Calculé que no lo tendrían demasiado rato declarando y decidí ir a verlo a su casa por la noche.
Mientras me dirigía a su domicilio, recordé cuando estuve en el despacho del comisario. Me daba rabia no haber sido capaz de contestarle, de decirle que sabía en qué asuntos delictivos él y otros compañeros estaban metidos, tampoco arriesgaba tanto, que me apartaran del caso era señal inequívoca que ya estaban tramando algo para inculparme en el caso a mí también como lo estaban intentando con Laura. No se podía decir que yo fuera una persona violenta, de hecho, me caracterizaba por ser bastante diplomático y contenido en mis reacciones, y había algo en ello que a mí mismo me había molestado siempre. En el fondo, a veces pensaba que me faltaba coraje en algunas situaciones, y no sólo en el trabajo, también en mi vida personal. Luego me reconfortaba diciéndome que no soy un Neanderthal y que yo hago las cosas de otra forma, pero en mi interior, seguía pensando que me faltaban huevos. Sin embargo, aquella mañana algo había cambiado ligeramente en mí. Literalmente, quería cargarme a alguien, pero en vez de pensar en ir estúpidamente a descerrajarle un tiro al comisario en plena comisaría, empecé a reflexionar fríamente cómo iba a vengarme.
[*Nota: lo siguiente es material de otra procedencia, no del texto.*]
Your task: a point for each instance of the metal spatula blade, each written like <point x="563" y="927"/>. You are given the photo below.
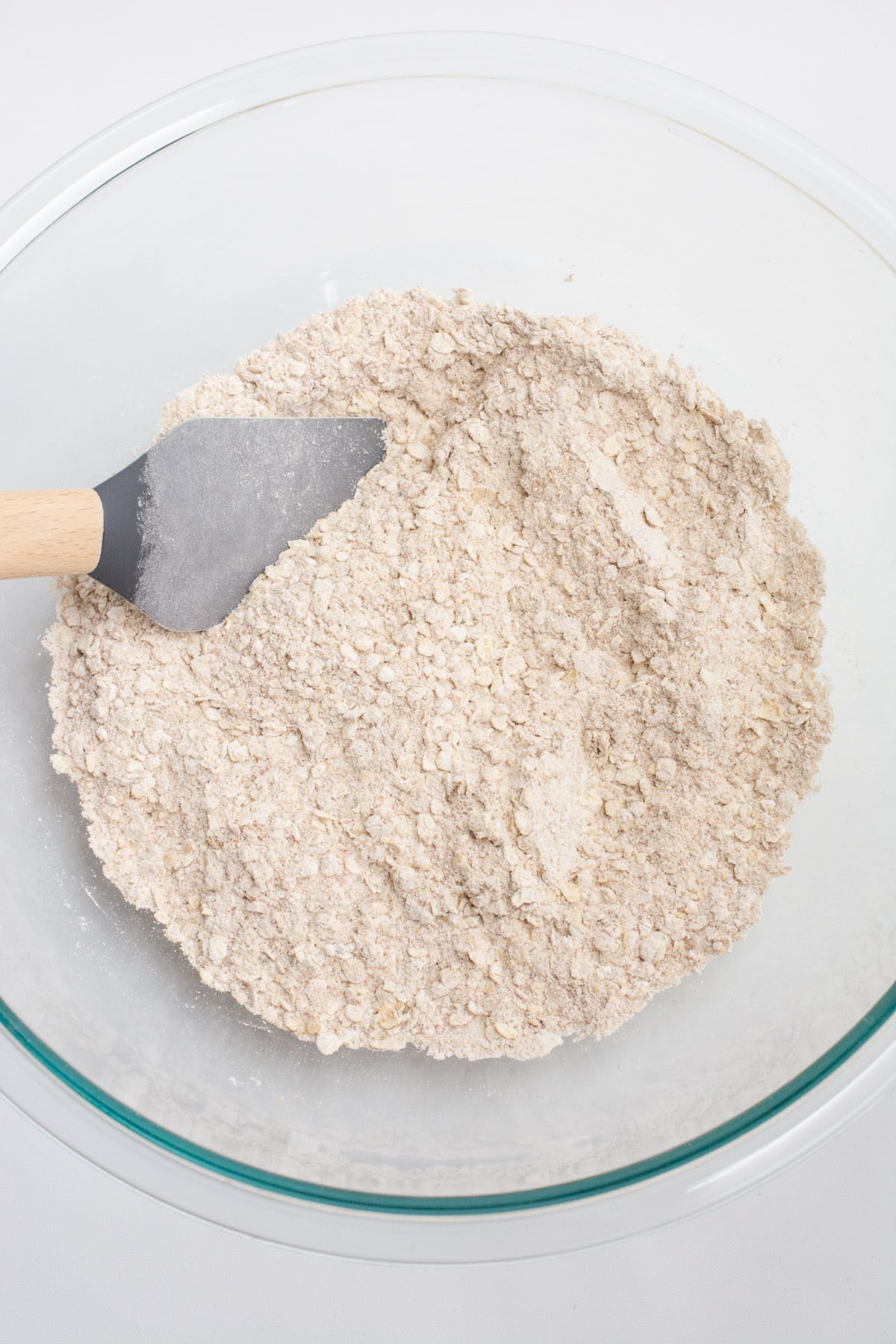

Estando en estas reflexiones, llegué a casa del amigo de Laura. Efectivamente, era artista, de esos que no se sabe muy bien de qué, pero lo son. Vivía en un quinto sin ascensor en el Borne, en un loft de 200 metros que también era su taller, compartiendo piso con todo tipo de cacharros y, en mi ignorante opinión, directamente basura recogida de la calle. Nada más entrar, te recibía una estatua de tamaño natural de Cristo en su trono, seguramente había adornado antaño alguna iglesia, pero estaba bastante deteriorada, incluso a Cristo le faltaba la mano que señala y le había colocado alrededor del cuello un collar de preservativos de colores.
Le dije que era policía y él me respondió que ya había dicho todo lo que sabía en la comisaría, pero cuando insistí en que me lo volviera a contar, me hizo entrar con parsimonia, como si le diera igual que entrara o que me fuera, a través de aquella jungla de cachivaches que parapetaba en su otro extremo un cómodo sillón de piel delante de un ventanal enorme con vistas al mar.